Lamentations - 4:5



5 Those who did feed delicately are desolate in the streets: Those who were brought up in scarlet embrace dunghills.

Verse In-Depth

Explanation and meaning of Lamentations 4:5.

Differing Translations

Compare verses for better understanding.
He. They that were fed delicately have died in the streets; they that were brought up in scarlet have embraced the dung.
They that fed delicately are desolate in the streets; they that were brought up in scarlet embrace dung-hills.
They that did feed delicately are desolate in the streets: they that were brought up in scarlet embrace dung-hills.
They that fed delicately are desolate in the streets: they that were brought up in scarlet embrace dunghills.
Those eating of dainties have been desolate in out-places, Those supported on scarlet have embraced dunghills.
Those who were used to feasting on delicate food are wasted in the streets: those who as children were dressed in purple are stretched out on the dust.
They that did feed on dainties Are desolate in the streets; They that were brought up in scarlet Embrace dunghills.
Those who ate delicacies are destitute in the streets. Those who were brought up in purple embrace ash heaps.
HE. Those who were fed indulgently have passed away in the roads. Those who were nourished with saffron have welcomed filth.
Qui comedebant ad delicias (hoc est, in deliciis, ad verbum, lmdnym,) perierunt in plateis; qui educati fuerant in coccino (ad coccinum,) amplexi sunt stercora.

*Minor differences ignored. Grouped by changes, with first version listed as example.


Historical Commentaries

Scholarly Analysis and Interpretation.

Here he goes on farther, and says, that they had perished with famine who had been accustomed to the most delicate food. He had said generally that infants found nothing in their mothers' breasts, but pined away with thirst, and also that children died through want of bread. But he now amplifies this calamity by saying, that this not only happened to the children of the common people, but also to those who had been brought up delicately, and had been clothed in scarlet and purple. Then he says that they perished in the streets, and also that they embraced the dunghills, because they had no place to lie down, or because they sought food, as famished men do, on dunghills. [1] It seems to be a hyperbolical expression; but if we consider what the Prophet has already narrated and will again repeat, it ought not to appear incredible, that those who had been accustomed to delicacies embraced dunghills; for mothers cooked their own children and devoured them as beef or mutton. There is no doubt but that the siege, of which we have before read, drove the people to acts too degrading to be spoken of, especially when they had become blinded through so great a pertinacity, and had altogether hardened themselves in their madness against God. It follows, --

Footnotes

1 - The dunghills were collections of cow-dung and other things heaped together for fuel instead of wood. They had been brought up "on scarlet," i.e., on scarlet couches, they were now glad to lie down anywhere, even on dunghills, and hence they are said to have embraced them, as though they had a love for them, -- They who had fed on delicacies Perished in the streets; They who had been brought up on scarlet Embraced the dunghills. -- Ed

They that were brought up in scarlet - literally, "those that were carried upon scarlet;" young children in arms and of the highest birth now lie on the dirt-heaps of the city.

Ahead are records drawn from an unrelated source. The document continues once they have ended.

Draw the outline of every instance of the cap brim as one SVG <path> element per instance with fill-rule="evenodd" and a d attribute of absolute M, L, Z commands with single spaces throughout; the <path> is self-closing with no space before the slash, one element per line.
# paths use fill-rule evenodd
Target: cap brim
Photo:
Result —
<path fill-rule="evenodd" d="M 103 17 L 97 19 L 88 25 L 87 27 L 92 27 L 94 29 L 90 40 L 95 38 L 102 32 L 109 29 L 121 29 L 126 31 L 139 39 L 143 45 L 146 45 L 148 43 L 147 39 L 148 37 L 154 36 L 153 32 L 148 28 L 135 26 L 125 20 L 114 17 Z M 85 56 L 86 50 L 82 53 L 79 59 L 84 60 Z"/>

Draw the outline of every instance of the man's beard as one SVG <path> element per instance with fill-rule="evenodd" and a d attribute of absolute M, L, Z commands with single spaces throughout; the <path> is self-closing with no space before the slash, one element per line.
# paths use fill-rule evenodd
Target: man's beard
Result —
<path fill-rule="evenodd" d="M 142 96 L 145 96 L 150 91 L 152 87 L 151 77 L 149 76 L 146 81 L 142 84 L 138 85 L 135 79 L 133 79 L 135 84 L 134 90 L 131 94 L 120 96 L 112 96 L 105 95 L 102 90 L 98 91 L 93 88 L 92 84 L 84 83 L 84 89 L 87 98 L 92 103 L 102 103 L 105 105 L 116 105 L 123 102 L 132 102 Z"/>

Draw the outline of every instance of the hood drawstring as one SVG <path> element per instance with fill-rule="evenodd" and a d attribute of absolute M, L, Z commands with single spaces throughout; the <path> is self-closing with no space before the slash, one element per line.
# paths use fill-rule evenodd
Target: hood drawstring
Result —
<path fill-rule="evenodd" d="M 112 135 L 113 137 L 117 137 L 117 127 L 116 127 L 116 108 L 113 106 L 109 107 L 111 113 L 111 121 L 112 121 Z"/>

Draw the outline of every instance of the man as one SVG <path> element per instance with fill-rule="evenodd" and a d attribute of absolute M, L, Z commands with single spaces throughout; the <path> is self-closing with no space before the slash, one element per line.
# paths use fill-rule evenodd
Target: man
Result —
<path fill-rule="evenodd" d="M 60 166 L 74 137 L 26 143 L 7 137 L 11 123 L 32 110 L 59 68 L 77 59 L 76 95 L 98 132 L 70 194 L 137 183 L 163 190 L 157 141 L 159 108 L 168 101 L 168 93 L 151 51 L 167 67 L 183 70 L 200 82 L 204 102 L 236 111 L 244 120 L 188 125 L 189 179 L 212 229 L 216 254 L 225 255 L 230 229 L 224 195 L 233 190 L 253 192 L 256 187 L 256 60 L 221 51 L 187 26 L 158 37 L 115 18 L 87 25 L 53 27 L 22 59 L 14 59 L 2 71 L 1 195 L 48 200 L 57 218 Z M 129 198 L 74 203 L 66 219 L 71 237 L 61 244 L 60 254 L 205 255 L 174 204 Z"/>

Embrace dunghills - Lie on straw or rubbish, instead of the costly carpets and sofas on which they formerly stretched themselves.

They that did feed delicately are desolate in the streets,.... That were brought up in the king's palace, or in the houses of noblemen; or, however, born of parents rich and wealthy, and had been used to good living, and had fared sumptuously and deliciously every day, were now wandering about in the streets in the most forlorn and distressed condition, seeking for food of any sort, but could find none to satisfy their hunger; and so, as the Vulgate Latin version renders it, perished in the ways or streets:
they that were brought up in scarlet: in dyed garments, as Jarchi; clothed with scarlet coloured ones, as was the manner of the richer and better sort of people, Proverbs 31:21; or, "brought up upon scarlet" (o); upon scarlet carpets, on which they used to sit and eat their food, as is the custom of the eastern people to this day: these
embrace dunghills, are glad of them, and with the greatest eagerness rake into them, in order to find something to feed upon, though ever so base and vile; or to sit and lie down upon. Aben Ezra interprets it of their being cast here when dead, and there was none to bury them.
(o) "super coccinum", Pagninus, Montanus; "super coccino", Piscator, Michaelis.

delicately--on dainties.
are desolate--or, "perish."
in scarlet embrace dunghills--Instead of the scarlet couches on which the grandees were nursed, they must lie on dunghills.
embrace--They who once shrank sensitively from any soil, gladly cling close to heaps of filth as their only resting-place. Compare "embrace the rock" (Job 24:8).